The Influence of Gender on Loss of Consciousness with Sevoflurane or Propofol

Emory University, Atlanta, Georgia, United States
Anesthesia & Analgesia (Impact Factor: 3.47). 09/2005; 101(2):377-81, table of contents. DOI: 10.1213/01.ANE.0000154534.71371.4F
Source: PubMed


Studies have suggested that hypnotic requirements for general anesthesia and emergence may be influenced by gender.
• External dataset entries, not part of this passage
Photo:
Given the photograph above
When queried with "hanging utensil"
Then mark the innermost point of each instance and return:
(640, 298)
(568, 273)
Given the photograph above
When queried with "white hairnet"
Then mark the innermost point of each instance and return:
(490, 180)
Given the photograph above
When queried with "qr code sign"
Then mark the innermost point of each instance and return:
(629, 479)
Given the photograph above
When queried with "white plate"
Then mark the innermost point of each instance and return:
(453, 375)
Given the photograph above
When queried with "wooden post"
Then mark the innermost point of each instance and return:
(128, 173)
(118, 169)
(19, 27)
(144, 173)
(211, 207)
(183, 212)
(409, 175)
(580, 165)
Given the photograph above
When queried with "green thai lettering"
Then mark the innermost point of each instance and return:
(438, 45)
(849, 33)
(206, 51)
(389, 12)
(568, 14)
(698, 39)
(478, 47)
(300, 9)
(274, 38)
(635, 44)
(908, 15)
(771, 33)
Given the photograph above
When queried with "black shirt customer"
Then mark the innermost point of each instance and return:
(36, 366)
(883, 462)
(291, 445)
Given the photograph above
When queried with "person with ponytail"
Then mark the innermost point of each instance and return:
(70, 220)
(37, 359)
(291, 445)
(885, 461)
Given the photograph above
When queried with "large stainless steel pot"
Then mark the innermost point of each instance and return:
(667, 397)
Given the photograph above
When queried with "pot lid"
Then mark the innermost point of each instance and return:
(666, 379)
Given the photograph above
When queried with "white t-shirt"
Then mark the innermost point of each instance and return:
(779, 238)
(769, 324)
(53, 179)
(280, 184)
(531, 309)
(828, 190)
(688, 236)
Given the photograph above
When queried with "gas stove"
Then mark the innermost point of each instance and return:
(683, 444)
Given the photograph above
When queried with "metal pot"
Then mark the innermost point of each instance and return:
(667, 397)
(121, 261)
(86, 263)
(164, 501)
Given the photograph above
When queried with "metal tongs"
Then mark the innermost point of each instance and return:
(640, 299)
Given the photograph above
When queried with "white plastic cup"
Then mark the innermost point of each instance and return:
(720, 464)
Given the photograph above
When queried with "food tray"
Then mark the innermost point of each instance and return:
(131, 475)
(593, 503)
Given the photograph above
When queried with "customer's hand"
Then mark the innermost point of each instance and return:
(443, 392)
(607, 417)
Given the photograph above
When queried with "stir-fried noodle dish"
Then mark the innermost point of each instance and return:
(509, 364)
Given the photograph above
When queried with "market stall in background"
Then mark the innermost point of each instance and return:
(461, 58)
In this study, we examined the effect of gender on the hypnotic requirement for loss of consciousness (LOC) using either a volatile (sevoflurane) or an IV (propofol) anesthetic. One-hundred-fifteen unpremedicated, ASA physical status I-II patients, aged 18-40 yr old, received either sevoflurane by mask to a predetermined end-tidal concentration (%ETsevo) or propofol by target-controlled infusion (effect site) while breathing spontaneously. After sufficient time for equilibration, LOC was assessed by lack of response to mild prodding. The up-down method of Dixon was used to determine the hypnotic target concentration at 50% response (LOC50). No statistically significant difference in LOC50 was noted between men and women for sevoflurane (0.83% +/- 0.1% and 0.92% +/- 0.09% ET, respectively). Men required significantly more propofol than women (2.9 +/- 0.2 versus 2.7 +/- 0.1 mu g/mL, respectively). However, there was no difference in the bispectral index (BIS) at LOC for men or women with either hypnotic anesthetic. This investigation identified a small, statistically significant difference in hypnotic requirement at LOC50 between men and women with propofol but not with sevoflurane. As defined by BIS, men and women had equivalent hypnotic states at LOC50, indicating that gender had no clinically significant effect on hypnotic requirements. However, BIS at a defined clinical end-point (LOC50) was significantly different between the sevoflurane and propofol groups, suggesting that neurophysiological effects of these anesthetics may be different.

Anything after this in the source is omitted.